Translated, with an introduction, by Erik Butler / September 2016 / 4.5 x 7, 120 pp. / 978-1-939663-10-8
Thirty tales of theft, onanism, incest, murder, and a host of other forms of perversion and cruelty from the “ungrateful beggar” and “pilgrim of the absolute,” Léon Bloy. Disagreeable Tales, first published in French in 1894, collects Bloy’s narrative sermons from the depths: a cauldron of frightful anecdotes and inspired misanthropy that represents a high point of the French Decadent movement and the most emblematic entry into the library of the “Cruel Tale” christened by Villiers de l’Isle-Adam. Whether depicting parents and offspring being sacrificed for selfish gains, or imbeciles sacrificing their own individuality on a literary whim, these tales all draw sustenance from an underlying belief: the root of religion is crime against man, nature and God, and that in this hell on earth, even the worst among us has a soul.
A close friend to Joris-Karl Huysmans, and later admired by the likes of Kafka and Borges, Léon Bloy (1846–1917) is among the best known but least translated of the French Decadent writers. Nourishing antireligious sentiments in his youth, his outlook changed radically when he moved to Paris and came under the influence of Barbey d’Aurevilly, the unconventionally religious novelist best known for Les Diaboliques. He earned the dual nicknames of “The Pilgrim of the Absolute” through his unorthodox devotion to the Catholic Church, and “The Ungrateful Beggar” through his endless reliance on the charity of friends to support him and his family.
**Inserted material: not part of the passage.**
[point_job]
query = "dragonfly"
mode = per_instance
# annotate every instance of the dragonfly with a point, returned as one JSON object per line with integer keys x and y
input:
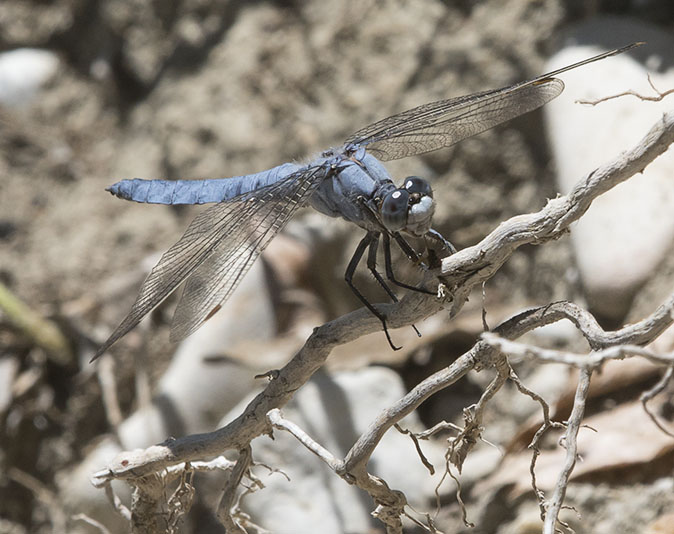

“His fire is nurtured by the dung-heap of modern times.”—Franz Kafka
“Bloy has come my way... He is an iceberg hurled at me to break up my Titanic and I hope my Titanic will be smashed.”—Flannery O'Connor
“Léon Bloy is a cathedral gargoyle who pours the waters of heaven down on the good and on the wicked.”—Barbey d'Aurevilly
“Perhaps his most explicit selection of harangues and exhortations, the newly reissued Disagreeable Tales (Histoires désobligeantes, 1894) represents a unique literary genre—inspired by Villiers de L’Isle-Adam’s Cruel Tales (1883), Barbey d’Aurevilly’s Les diaboliques (1874) and the short sketches of Poe and Lautréamont.”
—Erik Morse, The Paris Review
“Bloy is yet to be discovered broadly by English-speaking readers. I would recommend starting with his Disagreeable Tales, translated by Erik Butler and published in 2015 by Wakefield Press.”